Workers at a waste management plant in Larnaca staged a strike on Monday over delays in renewing their collective agreement.
The 80 workers at the Koshi plant decided to strike between 6.30am and 10pm on Monday after the company said it would not be signing the renewal of the agreement that ended in December last year.
In a written statement, the company Helector acknowledged the workers’ concern from the continuing insecurity they have experienced in the past two years.
It said the provisions of the agreement signed in July 2016 were still in force and were fully respected.
“But we consider premature to enter discussions on further amendments, as per union and worker demands, before changes to our agreement with the state are finalised,” the company said.

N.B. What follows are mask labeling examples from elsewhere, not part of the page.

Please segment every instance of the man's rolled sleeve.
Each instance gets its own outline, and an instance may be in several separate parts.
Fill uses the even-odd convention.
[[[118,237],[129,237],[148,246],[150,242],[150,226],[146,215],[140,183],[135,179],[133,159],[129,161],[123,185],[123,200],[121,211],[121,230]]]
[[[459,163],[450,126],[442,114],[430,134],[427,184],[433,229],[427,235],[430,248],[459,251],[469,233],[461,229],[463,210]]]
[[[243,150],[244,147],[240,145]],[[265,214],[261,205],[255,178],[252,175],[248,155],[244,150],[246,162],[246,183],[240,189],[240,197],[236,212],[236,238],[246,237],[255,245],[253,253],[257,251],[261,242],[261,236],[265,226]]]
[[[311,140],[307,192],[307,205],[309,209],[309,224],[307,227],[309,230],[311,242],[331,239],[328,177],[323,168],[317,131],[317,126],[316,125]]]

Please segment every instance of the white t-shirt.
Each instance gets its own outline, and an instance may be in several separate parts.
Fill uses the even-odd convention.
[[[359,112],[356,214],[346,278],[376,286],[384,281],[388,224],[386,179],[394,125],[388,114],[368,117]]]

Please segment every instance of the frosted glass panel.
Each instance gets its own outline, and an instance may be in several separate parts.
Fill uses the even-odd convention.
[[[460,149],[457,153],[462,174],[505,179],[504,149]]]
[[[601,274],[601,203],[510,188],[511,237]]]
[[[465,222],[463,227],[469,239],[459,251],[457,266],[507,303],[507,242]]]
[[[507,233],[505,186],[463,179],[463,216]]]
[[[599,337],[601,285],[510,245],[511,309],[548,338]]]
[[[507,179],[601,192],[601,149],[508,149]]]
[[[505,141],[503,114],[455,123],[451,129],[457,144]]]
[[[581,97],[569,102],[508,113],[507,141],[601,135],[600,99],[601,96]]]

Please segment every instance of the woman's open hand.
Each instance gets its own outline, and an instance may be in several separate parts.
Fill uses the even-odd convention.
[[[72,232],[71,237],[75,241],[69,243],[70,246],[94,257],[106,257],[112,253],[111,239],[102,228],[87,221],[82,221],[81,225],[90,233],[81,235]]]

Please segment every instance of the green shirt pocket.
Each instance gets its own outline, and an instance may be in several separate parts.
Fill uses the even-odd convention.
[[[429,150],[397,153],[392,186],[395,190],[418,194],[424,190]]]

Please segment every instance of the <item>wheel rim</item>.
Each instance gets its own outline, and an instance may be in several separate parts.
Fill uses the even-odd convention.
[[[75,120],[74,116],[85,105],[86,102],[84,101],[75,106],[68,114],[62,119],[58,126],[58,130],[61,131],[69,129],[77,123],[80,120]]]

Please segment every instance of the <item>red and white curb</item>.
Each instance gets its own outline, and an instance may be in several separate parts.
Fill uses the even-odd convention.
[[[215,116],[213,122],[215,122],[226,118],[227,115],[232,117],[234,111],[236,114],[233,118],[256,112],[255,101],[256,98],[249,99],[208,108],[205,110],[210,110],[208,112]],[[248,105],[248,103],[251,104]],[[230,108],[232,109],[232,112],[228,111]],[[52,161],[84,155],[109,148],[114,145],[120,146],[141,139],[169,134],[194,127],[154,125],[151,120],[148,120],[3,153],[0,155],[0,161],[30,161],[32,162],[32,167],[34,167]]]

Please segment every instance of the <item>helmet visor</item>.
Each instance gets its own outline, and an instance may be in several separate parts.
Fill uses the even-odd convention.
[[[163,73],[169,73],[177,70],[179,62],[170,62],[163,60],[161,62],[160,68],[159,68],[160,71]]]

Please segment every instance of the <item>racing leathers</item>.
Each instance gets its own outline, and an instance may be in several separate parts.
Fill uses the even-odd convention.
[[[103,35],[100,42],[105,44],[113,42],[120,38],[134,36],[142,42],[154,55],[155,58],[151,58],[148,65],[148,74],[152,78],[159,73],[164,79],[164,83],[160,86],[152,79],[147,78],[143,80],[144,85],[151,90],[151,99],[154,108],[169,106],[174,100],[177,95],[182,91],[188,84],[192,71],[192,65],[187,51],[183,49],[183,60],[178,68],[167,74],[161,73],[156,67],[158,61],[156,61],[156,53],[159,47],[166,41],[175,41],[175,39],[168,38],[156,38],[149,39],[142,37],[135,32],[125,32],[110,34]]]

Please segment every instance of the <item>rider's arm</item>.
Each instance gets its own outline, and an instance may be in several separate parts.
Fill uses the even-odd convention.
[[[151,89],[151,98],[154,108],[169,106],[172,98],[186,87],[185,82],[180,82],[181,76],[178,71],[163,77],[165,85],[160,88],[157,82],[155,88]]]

Later in the day the workers said they would give the company three weeks to sign the collective agreement and if it fails to do so, they will go on an indefinite strike.
The chairman of the board, Aradhippou mayor Evangelos Evangelides said negotiations between the company and the state should have been completed by now.
He said the agreement has been before the tender review board and the Legal Service for the past seven months.
However, the tender board later issued a statement to deny the mayor’s claim, saying there was no agreement before it.
In December 2017, former agriculture minister Nicos Kouyiallis said the government had succeeded striking a deal with the consortium to process greater quantities for around €36 per tonne, instead of the €39.90 agreed earlier in the year by former interior minister Socratis Hasikos.
The agreement will be in force until March 2020 when the existing contract expires.
A renegotiation of the deal was instigated after it emerged that Helector had been overcharging communities to handle their waste.
It has since been charged in and is part of an ongoing trial where public officials have already pleaded guilty to accepting bribes in exchange for looking the other way while Helector overcharged municipalities.